The ability to listen to a rail network also allows the client to monitor track and rolling stock in real-time. Train speed and location can be identified to the nearest 10 metres allowing headways between trains to be closely monitored and controlled. Anomalies on track and rolling stock such as wheel flats, rock fall and landslides can also be recognised and alerted.
Likewise traffic flow on roads can be monitored using the existing communications fibre infrastructure. Current solutions including induction loops are expensive to install and maintain as they involve road closures. Using the existing fibre infrastructure installed at the side of the road, OptaSense can monitor traffic density and speed as well as detecting stopping vehicles on motorways and alert Highways Agencies of any such events.
Although it can be utilised for a number of safety applications, security is still a primary use of OptaSense. Whether installed on a perimeter fence or along the border of a country. it can detect where, when and what attempted incursions take place.

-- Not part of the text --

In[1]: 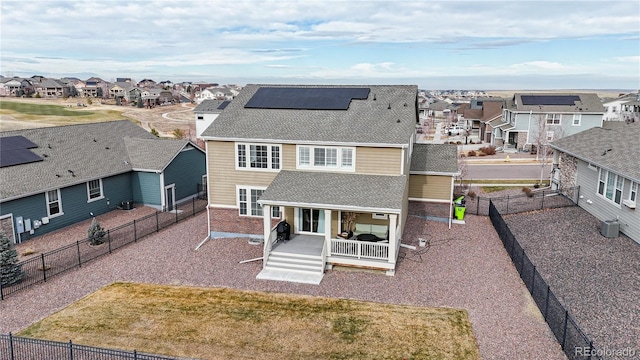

Key to the solution is the ability to remove false alarms through its filtering system and to integrate with third party equipment such as CCTV, Alarms or even Unmanned Air Vehicles (UAVs). Again, the fact that it deploys a very low cost fibre cable as the sensing medium mean this technology can be deployed where others may not be suitable such as Nuclear facilities or in other similar harsh environments.
An important part of the mix is not only knowing how to react to incidents, but also how to present the information to the client’s management team. The OptaSense online tool ensures that management personnel can easily view real-time or historical data to help develop their operational and security processes in the future. Types, locations and levels of threats can be addressed. This helps to develop trends over the length of the asset. It also quickly diagnoses where any improvements may need to be made or what effects operational changes may have caused. Multiple assets can be viewed from multiple locations and reports generated at a click of the button. These have been developed with the clients to ensure the required information is captured and presented.
Safe and secure
Multi-purpose, multi-benefit solutions such as OptaSense allow single systems to be applicable in both the security and safety space. This is affecting the way operators are specifying and funding their solutions, bringing telecoms, security, SCADA and safety systems closer together. The key aspects are that all the information is available to those who need it, systems are secure and data is reliable.